What better way to start the new year than with one of the great rivalries in sports between two of the EuroLeague's top three teams?
Barca, Madrid ring in 2024 with El Clásico!

The second leg of the Turkish Airlines EuroLeague Regular Season opens with another edition of El Clásico as FC Barcelona (11-6) hosts Real Madrid (16-1) on Wednesday.
2023-24: The story so far
Real arrives to the second edition of El Clásico on track for a record-breaking season. Its current 16-1 record is the best start by any team since the new round-robin format began in the 2016-17 season. It has also dominated this rivalry this season, beating Barca in three different official competitions. Barca's last win against Real was in Game 4 of the 2023 Spanish League finals.
In their first meeting this season, Real downed Barca 80-90 in the Spanish SuperCup semifinals and went on to win the title. Dzanan Musa led the winners with 24 points, while Nico Laprovittola had 27 for Barca. On October 1, Real edged Barca 86-79 in Spanish League action behind 22 points and 9 rebounds from Vincent Poirier. In the first clásico of the season on the EuroLeague stage, in Round 5 on October 26, Real prevailed again, 65-64, rallying from a 14-point deficit at home as Gabriel Deck, who has been sidelined lately, starred with 20 points.
Barca: No place like home
Barca comes into this game having recorded just three wins in its last 10 games across all competitions and following a 20-point EuroLeague road loss against AS Monaco.
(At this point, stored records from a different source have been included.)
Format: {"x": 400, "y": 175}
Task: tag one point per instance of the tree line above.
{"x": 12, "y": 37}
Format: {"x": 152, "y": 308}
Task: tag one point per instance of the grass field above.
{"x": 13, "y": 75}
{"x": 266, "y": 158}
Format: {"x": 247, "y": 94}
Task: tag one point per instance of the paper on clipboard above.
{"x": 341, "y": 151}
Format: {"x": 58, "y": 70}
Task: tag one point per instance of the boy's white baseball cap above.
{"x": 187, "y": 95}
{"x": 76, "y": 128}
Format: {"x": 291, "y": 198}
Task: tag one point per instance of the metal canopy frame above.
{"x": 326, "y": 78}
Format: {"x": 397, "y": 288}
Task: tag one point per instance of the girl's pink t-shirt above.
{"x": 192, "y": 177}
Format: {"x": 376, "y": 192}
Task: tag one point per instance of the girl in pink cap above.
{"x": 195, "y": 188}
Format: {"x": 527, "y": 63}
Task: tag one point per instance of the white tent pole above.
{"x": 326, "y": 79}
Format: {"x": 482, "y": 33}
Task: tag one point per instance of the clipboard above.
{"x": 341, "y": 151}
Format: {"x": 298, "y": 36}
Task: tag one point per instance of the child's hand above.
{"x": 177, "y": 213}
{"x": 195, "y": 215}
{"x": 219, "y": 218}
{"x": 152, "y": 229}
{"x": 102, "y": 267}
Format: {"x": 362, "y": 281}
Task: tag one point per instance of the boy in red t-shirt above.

Madrid may have won 33 out of 35 official games this season, but Barca's level rises at home, something to be taken into account. What a better way for Barca to right its ship than with a win at home against its archrivals? Barca is 7-1 at Palau Blaugrana this season in the EuroLeague, losing only to EA7 Emporio Armani Milan, and has the numbers to back up that dominance.
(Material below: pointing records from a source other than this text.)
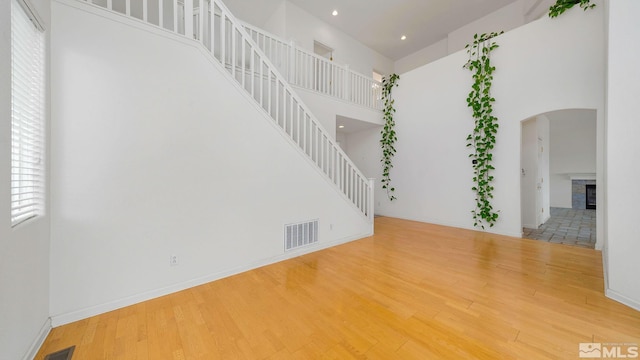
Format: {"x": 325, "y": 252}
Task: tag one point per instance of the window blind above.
{"x": 27, "y": 114}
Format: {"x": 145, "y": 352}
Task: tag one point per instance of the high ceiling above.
{"x": 379, "y": 24}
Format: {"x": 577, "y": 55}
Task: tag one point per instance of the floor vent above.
{"x": 300, "y": 234}
{"x": 64, "y": 354}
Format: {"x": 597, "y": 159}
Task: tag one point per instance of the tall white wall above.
{"x": 424, "y": 56}
{"x": 432, "y": 173}
{"x": 504, "y": 19}
{"x": 573, "y": 151}
{"x": 623, "y": 127}
{"x": 507, "y": 18}
{"x": 304, "y": 28}
{"x": 529, "y": 173}
{"x": 542, "y": 122}
{"x": 24, "y": 250}
{"x": 156, "y": 153}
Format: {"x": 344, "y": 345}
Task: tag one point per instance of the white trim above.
{"x": 614, "y": 295}
{"x": 66, "y": 318}
{"x": 38, "y": 341}
{"x": 32, "y": 13}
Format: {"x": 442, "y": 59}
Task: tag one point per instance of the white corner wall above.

Barca averages 88.1 points at Palau Blaugrana, leading the competition in two-point shooting at home (60.9% 2FG) and ranking fifth in three-point shooting (37.9% 3FG). All three are higher than its road averages: 82.5 points, 56.1% 2FG and 36.9% 3FG, respectively. The most outstanding difference may be this: Barca forward Jabari Parker has made 56.3% of his three-pointers at home and just 22.2% on the road.
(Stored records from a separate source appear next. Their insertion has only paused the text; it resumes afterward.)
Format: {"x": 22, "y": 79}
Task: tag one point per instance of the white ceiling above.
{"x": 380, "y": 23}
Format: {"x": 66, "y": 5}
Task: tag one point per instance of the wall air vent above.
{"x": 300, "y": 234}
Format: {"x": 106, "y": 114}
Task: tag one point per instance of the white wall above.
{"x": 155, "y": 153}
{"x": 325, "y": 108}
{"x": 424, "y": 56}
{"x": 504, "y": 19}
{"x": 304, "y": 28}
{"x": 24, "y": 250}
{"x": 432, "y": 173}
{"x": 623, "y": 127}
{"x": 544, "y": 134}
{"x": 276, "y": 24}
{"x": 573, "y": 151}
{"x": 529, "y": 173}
What's more, Real has not won a EuroLeague Regular Season game at Palau Blaugrana since February 23, 2018, when it overwhelmed Barca 74-101. After that, however, Los Blancos lost four consecutive regular-season showdowns in Barcelona. Of course, a strong basketball atmosphere is expected to help Barca in this tough game.
Real: On record-breaking pace
It is not just the number of victories, but how Real is getting them, playing fun-to-watch basketball and threatening all-time records. Its average of 21.7 assists is higher than the EuroLeague single-season record of 21.5, which Real holds since the 2014-15 season. As for the accumulated record, Real's 369 assists puts it on track to beat the 861 with which Olympiacos Piraeus set an all-time best last season. On an individual level, Nick Calathes holds the record for most assists in any EuroLeague season, 286 with Panathinaikos Athens in the 2018-19 campaign. Facundo Campazzo of Real has 119 assists and counting.
Real players can boast 23 EuroLeague titles between them, with Rudy Fernandez, Sergio Rodriguez and Sergio Llull won three apiece. All the players on the 17 other EuroLeague teams combine for 36 EuroLeague titles. That speaks volumes about Los Blancos' experience. Earlier this week, Mario Hezonja became the seventh Real player to earn the MVP of the Month award, joining Fernandez, Rodriguez, Llull, Campazzo, Walter Tavares and Guerschon Yabusele, something unprecedented in competition history. If Real finishes this season as strongly as it has started and defense the EuroLeague the trophy, it will mark the club's first back-to-back continental titles since 1967.
Every Clásico matters
One key to succeeding against an archrival in the competition for titles is to prove you can beat them first in mid-season showdowns. Establishing that precedent helps should you meet again with trophies on the line. This is true for every European basketball derby, as all archrivals face each other multiple times.
In the last EuroLeague game between these super-rivals, Barca lost by a point on the road after missing key free throws down the stretch. They were not so far apart then, on Real's floor, as it would seem now. This is why Wednesday's game is extra special for both teams: a win could either take Real closer to a historical season or allow Barca to switch momentum and get a fresh start to 2024 in the best possible way, beating its eternal rival before its home fans.
The stakes are high and the tradition is unmatched. That's why its El Clásico.